A new study has suggested SET and MYND domain-containing protein 2 as a biomarker for poor prognosis of patients with hepatocellular carcinoma (HCC).
SET and MYND domain-containing protein2 (SMYD2), a histone lysine methyltransferases, is a candidate human oncogene in multiple tumours. Emerging evidence suggests that SMYD2 inhibits tumour suppressor proteins p53, Rb, and PTEN and enhances the poly (ADP-ribose) activity of the oncogenic protein PARP1 in cancer cells. Moreover, SMYD2 also plays promoting roles in the development and progression of various tumours. The mRNA and protein expression levels of SMYD2 have been reported to be overexpressed in bladder carcinoma, oesophageal squamous cell carcinoma, paediatric acute lymphoblastic leukaemia, gastric cancer and HPV-unrelated head and neck squamous cell carcinoma.
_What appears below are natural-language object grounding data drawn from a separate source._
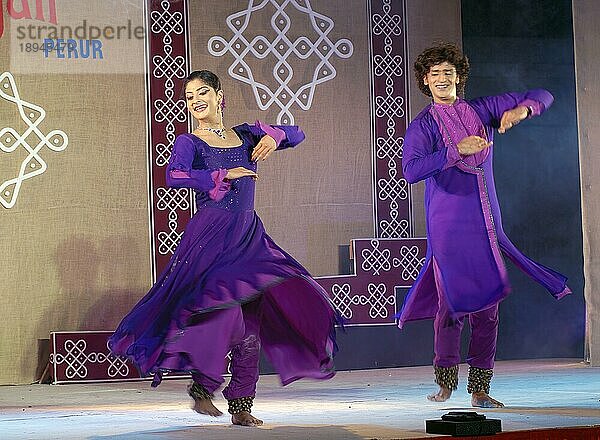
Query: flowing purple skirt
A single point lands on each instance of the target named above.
(226, 259)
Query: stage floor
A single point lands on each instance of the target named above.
(367, 404)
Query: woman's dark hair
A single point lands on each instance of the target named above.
(206, 76)
(442, 52)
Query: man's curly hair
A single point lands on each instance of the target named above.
(443, 52)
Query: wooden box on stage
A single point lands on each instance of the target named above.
(85, 357)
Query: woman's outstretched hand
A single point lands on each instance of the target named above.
(235, 173)
(472, 144)
(512, 117)
(264, 148)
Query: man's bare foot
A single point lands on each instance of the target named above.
(244, 418)
(483, 400)
(205, 406)
(441, 396)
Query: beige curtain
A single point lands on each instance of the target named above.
(75, 244)
(586, 14)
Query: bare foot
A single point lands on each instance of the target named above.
(205, 406)
(483, 400)
(244, 418)
(441, 396)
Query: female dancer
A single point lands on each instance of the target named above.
(228, 286)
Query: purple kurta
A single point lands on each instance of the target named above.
(226, 276)
(466, 242)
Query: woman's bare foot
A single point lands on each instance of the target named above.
(244, 418)
(205, 406)
(483, 400)
(441, 396)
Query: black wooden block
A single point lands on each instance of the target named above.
(463, 423)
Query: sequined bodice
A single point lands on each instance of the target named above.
(241, 195)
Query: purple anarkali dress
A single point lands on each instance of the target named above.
(197, 310)
(466, 243)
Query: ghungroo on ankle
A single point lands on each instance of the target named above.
(479, 380)
(241, 404)
(446, 376)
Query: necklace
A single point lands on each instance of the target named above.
(218, 131)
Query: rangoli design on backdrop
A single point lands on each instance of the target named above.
(25, 144)
(247, 44)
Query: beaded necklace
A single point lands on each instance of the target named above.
(218, 131)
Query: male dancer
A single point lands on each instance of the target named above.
(449, 145)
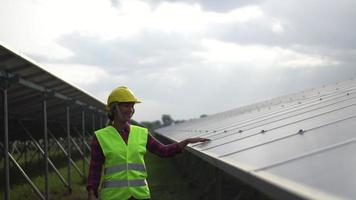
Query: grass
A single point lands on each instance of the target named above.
(163, 177)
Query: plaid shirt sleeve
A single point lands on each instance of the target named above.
(96, 163)
(162, 150)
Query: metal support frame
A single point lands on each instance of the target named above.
(68, 150)
(66, 153)
(6, 142)
(83, 139)
(93, 123)
(26, 177)
(45, 138)
(86, 145)
(80, 152)
(37, 146)
(5, 80)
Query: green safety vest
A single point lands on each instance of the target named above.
(124, 168)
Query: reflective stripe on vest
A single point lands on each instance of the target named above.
(125, 183)
(122, 167)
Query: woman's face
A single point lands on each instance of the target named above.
(127, 110)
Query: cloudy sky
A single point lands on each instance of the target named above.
(187, 57)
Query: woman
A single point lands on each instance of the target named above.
(120, 149)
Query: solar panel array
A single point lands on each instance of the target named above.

A study led by Dr. Shi-Kun Liu at the Central South University in China discovered that the SMYD2 expression in HCC tissues was significantly up-regulated at both mRNA and protein levels as compared with the matched adjacent non-tumorous tissues. By immunohistochemistry, positive expression of SMYD2 was examined in 122/163 of HCC and in 10/59 of tumour-adjacent tissues. Positive expression of SMYD2 was correlated with tumour size, vascular invasion, differentiation and TNM stage. In univariate survival analysis, a significant association between positive expression of SMYD2 and shortened patients’ survival was found. Importantly, SMYD2 expression together with vascular invasion provided significant independent prognostic parameters in multivariate analysis. Functionally, SMYD2 silenced markedly inhibited cell proliferation and cell cycle progression in SMMC-7721 cell.
The results from this study suggest that SMYD2 can serve as a promising biomarker for the early diagnosis and prognostic prediction of HCC patients, and can potentially act as an effective therapeutic target of HCC.